While the Filipino and American forces struggled to hold their positions in Bataan from January to April 1942 in the defense of the Philippines against the Japanese invasion, they were subjected to the heat of the sun, hunger and incessant attacks from the Imperial Japanese soldiers. But the attack was not only physical but psychological and ideological as well.

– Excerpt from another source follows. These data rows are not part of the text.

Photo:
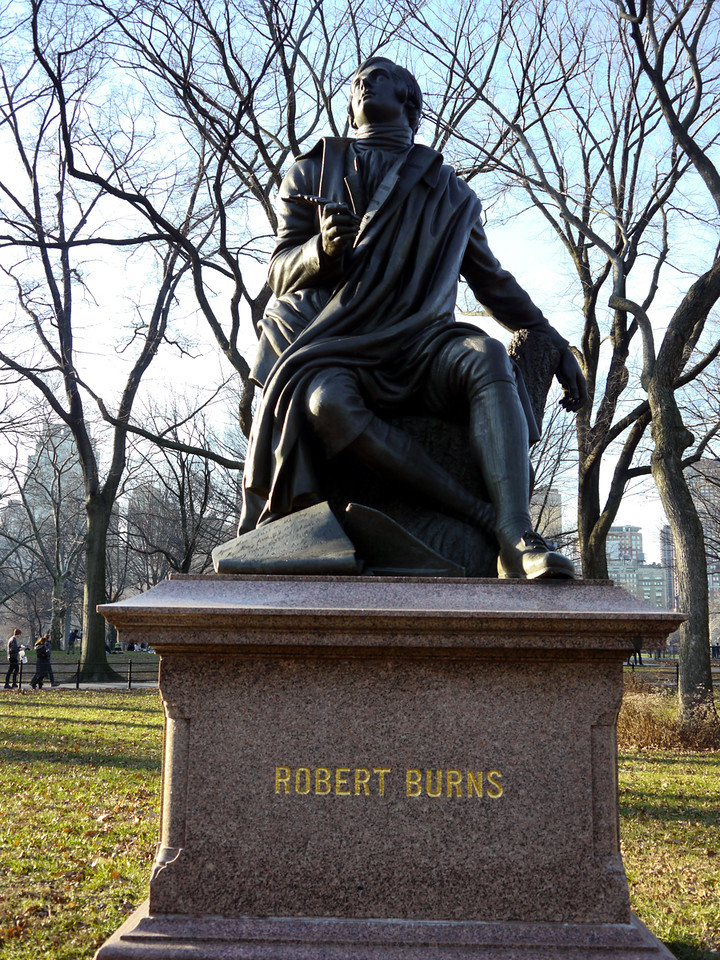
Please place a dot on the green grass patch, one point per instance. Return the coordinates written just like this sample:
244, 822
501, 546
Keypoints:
80, 795
670, 830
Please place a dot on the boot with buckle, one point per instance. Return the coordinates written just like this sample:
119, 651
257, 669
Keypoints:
533, 558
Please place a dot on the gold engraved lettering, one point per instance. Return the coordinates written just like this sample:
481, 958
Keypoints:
306, 773
475, 783
341, 781
322, 781
435, 791
381, 771
454, 782
362, 779
413, 787
493, 777
282, 778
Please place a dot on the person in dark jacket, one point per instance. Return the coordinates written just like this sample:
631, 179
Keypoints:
373, 234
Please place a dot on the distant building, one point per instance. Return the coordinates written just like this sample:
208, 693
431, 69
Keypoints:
667, 560
625, 543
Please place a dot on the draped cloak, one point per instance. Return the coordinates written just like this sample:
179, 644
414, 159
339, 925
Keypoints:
384, 310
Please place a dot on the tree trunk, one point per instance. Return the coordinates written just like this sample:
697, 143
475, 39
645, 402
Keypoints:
57, 622
93, 658
592, 547
697, 714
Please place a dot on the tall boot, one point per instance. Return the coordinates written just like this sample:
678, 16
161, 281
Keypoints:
389, 451
499, 442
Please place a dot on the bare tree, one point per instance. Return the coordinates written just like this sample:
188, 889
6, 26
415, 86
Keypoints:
678, 46
46, 219
180, 505
48, 526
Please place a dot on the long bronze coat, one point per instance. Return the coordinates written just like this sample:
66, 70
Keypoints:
383, 310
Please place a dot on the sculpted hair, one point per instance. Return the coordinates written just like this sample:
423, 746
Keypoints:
407, 90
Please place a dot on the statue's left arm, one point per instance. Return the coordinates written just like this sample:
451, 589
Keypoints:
503, 297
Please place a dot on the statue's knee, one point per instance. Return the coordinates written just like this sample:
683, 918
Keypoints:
329, 402
487, 360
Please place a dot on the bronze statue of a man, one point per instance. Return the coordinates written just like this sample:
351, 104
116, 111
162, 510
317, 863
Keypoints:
373, 235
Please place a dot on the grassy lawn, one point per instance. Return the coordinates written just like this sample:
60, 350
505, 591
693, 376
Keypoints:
80, 789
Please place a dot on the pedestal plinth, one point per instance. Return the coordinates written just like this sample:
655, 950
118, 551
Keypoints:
397, 768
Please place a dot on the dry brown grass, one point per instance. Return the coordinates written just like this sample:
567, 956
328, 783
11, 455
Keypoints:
649, 721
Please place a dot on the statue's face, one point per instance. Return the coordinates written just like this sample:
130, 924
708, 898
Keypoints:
374, 98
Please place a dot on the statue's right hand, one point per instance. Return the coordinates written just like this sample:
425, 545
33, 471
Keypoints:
338, 228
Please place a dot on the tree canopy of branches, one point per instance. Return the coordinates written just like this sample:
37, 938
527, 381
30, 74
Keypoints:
601, 120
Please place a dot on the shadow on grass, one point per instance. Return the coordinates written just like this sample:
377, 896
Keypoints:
661, 812
124, 762
686, 951
31, 700
709, 759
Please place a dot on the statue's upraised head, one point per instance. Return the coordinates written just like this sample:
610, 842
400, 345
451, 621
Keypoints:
402, 93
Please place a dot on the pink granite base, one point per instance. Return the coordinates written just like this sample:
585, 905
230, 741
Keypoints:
217, 938
388, 768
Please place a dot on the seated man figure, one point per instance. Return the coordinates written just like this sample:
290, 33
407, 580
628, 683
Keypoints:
373, 235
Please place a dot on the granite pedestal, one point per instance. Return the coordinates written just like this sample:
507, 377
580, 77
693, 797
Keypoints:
358, 769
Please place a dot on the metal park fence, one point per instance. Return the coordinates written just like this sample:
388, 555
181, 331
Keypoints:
131, 673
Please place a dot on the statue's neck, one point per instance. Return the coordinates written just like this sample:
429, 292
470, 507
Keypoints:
395, 137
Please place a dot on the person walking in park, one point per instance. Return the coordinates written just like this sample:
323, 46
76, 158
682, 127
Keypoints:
13, 648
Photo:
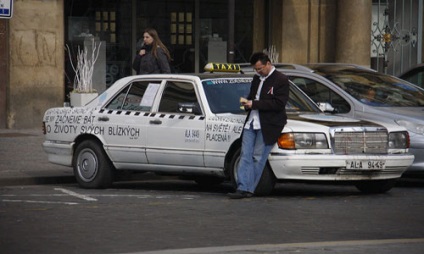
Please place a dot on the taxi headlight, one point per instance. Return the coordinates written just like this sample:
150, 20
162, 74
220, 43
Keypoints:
399, 140
302, 141
412, 127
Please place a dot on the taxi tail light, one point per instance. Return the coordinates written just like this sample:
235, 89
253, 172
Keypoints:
399, 140
43, 128
286, 141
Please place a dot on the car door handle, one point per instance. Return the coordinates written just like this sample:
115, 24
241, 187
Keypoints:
103, 119
156, 121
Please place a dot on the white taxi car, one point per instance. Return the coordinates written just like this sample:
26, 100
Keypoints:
190, 125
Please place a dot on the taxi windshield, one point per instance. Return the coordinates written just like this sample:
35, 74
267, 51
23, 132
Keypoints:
223, 95
378, 89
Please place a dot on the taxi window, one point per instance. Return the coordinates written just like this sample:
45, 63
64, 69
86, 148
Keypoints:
136, 96
179, 97
321, 93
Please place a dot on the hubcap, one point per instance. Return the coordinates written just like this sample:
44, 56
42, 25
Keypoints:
87, 165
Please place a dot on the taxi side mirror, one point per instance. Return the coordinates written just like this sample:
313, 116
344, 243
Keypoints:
326, 107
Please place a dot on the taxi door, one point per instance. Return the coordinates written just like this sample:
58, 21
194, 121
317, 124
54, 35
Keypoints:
175, 135
124, 121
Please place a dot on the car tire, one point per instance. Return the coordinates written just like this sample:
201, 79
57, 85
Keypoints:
266, 183
92, 167
375, 187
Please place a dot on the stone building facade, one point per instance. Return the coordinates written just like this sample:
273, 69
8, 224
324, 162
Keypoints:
32, 42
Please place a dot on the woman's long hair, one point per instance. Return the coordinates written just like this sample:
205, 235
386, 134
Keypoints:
157, 43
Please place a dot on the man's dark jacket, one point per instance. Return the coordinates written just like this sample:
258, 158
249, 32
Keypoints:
271, 104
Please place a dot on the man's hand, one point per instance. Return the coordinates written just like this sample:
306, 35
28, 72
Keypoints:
245, 102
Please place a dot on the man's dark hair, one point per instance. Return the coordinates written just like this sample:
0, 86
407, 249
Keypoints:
259, 56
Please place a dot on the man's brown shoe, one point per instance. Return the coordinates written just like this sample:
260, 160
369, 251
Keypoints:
240, 194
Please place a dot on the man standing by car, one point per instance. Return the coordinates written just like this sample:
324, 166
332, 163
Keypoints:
266, 118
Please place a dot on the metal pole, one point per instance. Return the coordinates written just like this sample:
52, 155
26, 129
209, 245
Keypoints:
196, 36
230, 43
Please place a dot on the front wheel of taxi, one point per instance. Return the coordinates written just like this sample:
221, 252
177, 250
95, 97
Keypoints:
377, 186
266, 183
92, 167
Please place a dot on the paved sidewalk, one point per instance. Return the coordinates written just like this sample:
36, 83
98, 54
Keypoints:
23, 161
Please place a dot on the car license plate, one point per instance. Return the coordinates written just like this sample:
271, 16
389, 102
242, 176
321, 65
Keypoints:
370, 165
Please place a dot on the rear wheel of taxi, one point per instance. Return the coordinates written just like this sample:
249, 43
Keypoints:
92, 167
377, 186
266, 183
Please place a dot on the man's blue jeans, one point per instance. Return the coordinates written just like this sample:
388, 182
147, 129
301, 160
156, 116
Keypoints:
254, 154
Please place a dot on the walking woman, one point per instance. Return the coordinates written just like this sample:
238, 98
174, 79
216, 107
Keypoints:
153, 56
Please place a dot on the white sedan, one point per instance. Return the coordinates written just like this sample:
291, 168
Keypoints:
190, 125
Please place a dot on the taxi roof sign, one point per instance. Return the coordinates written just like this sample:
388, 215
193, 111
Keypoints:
222, 67
6, 8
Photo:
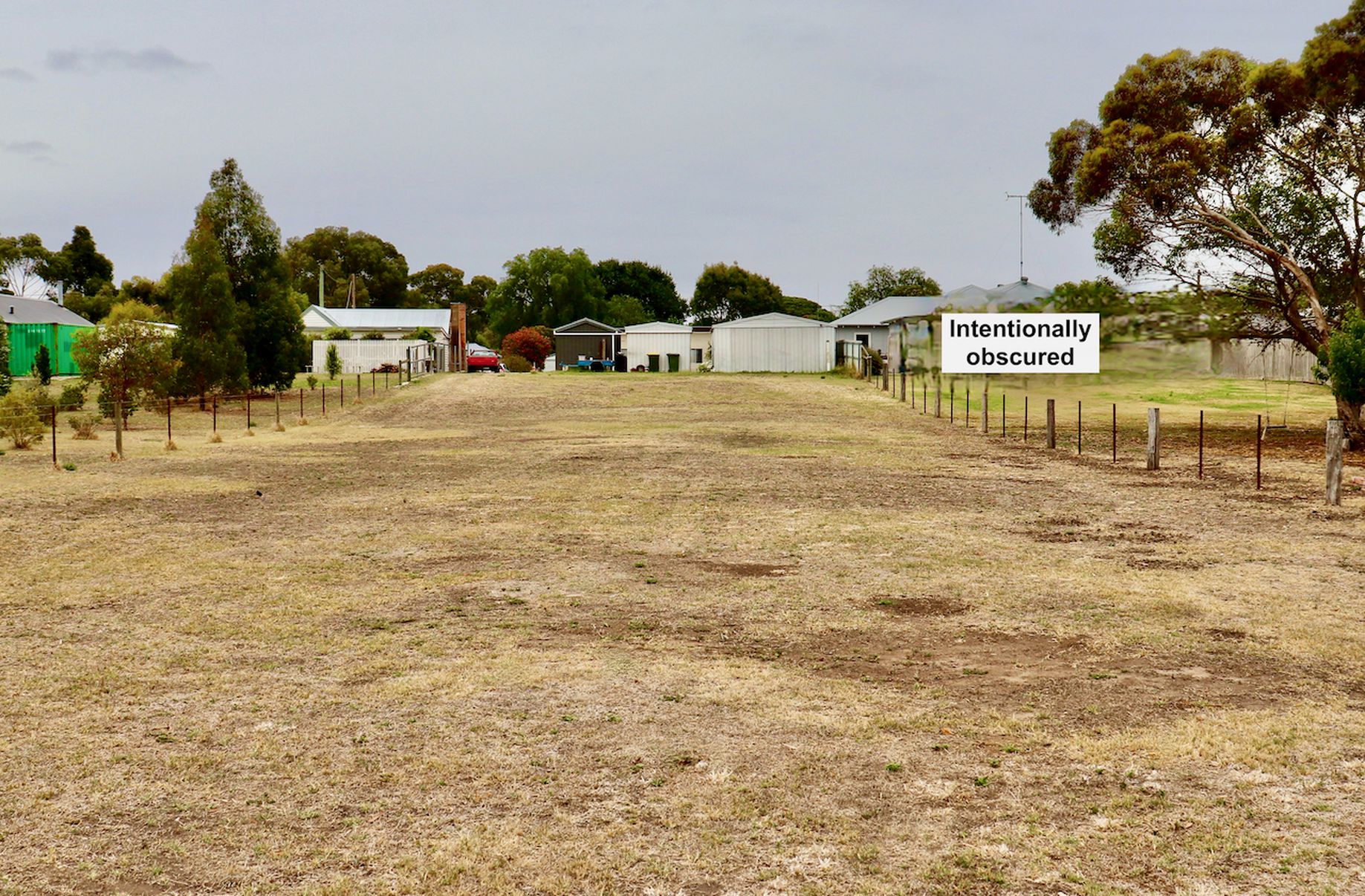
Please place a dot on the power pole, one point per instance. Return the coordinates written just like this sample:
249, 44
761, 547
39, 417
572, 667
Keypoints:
1021, 197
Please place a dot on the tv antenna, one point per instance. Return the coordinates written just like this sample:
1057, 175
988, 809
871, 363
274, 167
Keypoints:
1021, 197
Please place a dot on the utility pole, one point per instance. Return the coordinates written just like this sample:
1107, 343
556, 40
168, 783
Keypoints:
1021, 197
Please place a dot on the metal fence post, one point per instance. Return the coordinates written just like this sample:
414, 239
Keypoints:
1154, 438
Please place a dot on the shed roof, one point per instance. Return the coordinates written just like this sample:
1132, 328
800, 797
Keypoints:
771, 319
658, 326
968, 295
586, 325
1020, 292
890, 308
19, 310
385, 318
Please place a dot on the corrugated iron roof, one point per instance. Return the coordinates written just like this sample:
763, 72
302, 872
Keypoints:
19, 310
385, 318
890, 308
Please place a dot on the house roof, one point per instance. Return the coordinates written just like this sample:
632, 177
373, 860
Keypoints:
968, 295
19, 310
585, 325
1020, 292
658, 326
890, 308
385, 318
771, 319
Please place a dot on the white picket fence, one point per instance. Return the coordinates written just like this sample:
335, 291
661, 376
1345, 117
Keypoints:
360, 357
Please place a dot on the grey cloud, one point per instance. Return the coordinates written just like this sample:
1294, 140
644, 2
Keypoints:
153, 59
27, 148
33, 150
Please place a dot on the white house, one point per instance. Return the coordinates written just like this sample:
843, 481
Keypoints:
871, 323
395, 323
658, 347
773, 341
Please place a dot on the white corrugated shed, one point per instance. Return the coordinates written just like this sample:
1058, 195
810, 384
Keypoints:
776, 341
658, 339
360, 357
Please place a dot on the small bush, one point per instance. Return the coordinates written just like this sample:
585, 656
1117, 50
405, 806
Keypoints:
107, 408
73, 397
21, 415
83, 426
334, 363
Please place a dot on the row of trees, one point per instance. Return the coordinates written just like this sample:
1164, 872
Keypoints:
1241, 181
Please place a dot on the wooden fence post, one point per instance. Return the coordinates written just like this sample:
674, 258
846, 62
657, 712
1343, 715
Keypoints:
1154, 438
1335, 437
1260, 431
1202, 445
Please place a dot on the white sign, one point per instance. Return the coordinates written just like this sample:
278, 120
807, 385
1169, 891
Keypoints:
1021, 343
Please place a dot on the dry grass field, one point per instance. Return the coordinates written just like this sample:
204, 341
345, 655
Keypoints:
597, 633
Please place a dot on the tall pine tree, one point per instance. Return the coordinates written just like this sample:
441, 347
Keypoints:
207, 345
269, 325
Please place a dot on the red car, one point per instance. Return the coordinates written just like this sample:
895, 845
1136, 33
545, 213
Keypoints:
482, 359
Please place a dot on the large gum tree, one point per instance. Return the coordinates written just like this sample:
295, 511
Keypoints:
1234, 178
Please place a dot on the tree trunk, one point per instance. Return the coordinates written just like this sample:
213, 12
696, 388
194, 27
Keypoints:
117, 427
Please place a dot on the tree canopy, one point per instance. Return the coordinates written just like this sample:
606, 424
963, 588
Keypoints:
269, 326
652, 287
381, 272
883, 282
1233, 178
81, 265
545, 287
207, 345
725, 292
25, 265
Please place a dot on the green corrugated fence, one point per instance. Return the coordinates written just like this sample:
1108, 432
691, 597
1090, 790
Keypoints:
25, 340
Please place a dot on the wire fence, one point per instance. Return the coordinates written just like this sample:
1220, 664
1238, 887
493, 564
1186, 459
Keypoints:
1223, 448
212, 415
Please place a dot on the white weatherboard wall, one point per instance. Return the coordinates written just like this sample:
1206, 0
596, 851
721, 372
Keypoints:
776, 343
661, 339
360, 357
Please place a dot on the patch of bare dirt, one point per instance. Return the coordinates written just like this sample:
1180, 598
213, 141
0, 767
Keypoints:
748, 569
919, 606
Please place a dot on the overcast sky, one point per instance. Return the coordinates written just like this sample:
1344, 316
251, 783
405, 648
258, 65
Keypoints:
804, 140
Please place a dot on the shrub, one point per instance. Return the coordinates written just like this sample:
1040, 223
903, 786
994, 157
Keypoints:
334, 362
21, 415
73, 397
1343, 362
83, 426
42, 366
530, 344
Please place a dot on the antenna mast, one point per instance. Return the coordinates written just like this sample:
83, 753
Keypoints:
1021, 197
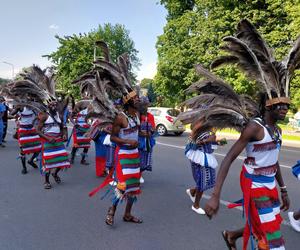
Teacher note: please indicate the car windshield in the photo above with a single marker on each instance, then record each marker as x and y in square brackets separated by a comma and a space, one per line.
[173, 112]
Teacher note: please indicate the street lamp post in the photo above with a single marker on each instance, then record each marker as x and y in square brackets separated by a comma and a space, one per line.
[13, 68]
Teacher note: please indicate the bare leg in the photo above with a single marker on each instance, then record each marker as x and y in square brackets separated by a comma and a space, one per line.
[231, 237]
[197, 198]
[111, 213]
[193, 191]
[55, 176]
[128, 217]
[73, 154]
[31, 162]
[297, 215]
[47, 184]
[83, 161]
[23, 160]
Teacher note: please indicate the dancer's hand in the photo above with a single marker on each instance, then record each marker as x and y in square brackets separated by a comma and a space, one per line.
[285, 201]
[133, 143]
[51, 140]
[212, 206]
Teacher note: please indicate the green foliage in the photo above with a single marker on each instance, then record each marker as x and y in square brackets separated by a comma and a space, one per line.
[177, 8]
[194, 35]
[75, 53]
[145, 82]
[151, 93]
[3, 81]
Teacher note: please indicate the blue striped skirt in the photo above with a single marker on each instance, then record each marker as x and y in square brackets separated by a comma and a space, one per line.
[205, 177]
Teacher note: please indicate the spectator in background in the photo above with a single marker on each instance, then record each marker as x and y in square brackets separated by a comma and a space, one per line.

Here is one flier I found at the archival collections of Jorge Vargas. It’s one of those fliers the Imperial Japanese threw at the Filipino and American soldiers holding the lines in Bataan at the time. It contains the best summary of the logic behind the Japanese propaganda called the “Greater East Asia Co-Prosperity Sphere.” Using their knowledge of Philippine history, the Japanese would use the familiar but somehow truthful rhetoric of European and American imperialism in Asia and its effect on the still-born Philippine independence of June 1898. While we do not deny the evils of colonization and imperialism in Asia done by Western powers, we should also not deny that many have also ridden the bandwagon of a “unified Asia” or the “Asia for the Asians” for their own ends. Anyone advocating a concept of a ‘unified Asia’ against the ‘West’ should take heed of this history lesson. The world is not as simple as dividing its hemispheres of East vs. West, of ‘us’ versus ‘them.’ Especially in the historical context of the Philippines. There are extremes to avoid. There are dichotomies too simplistic to be real.
By fighting the oppressors, the Empire of Japan (of the early 20th century) had become an oppressor itself. And the Philippines was caught in the middle.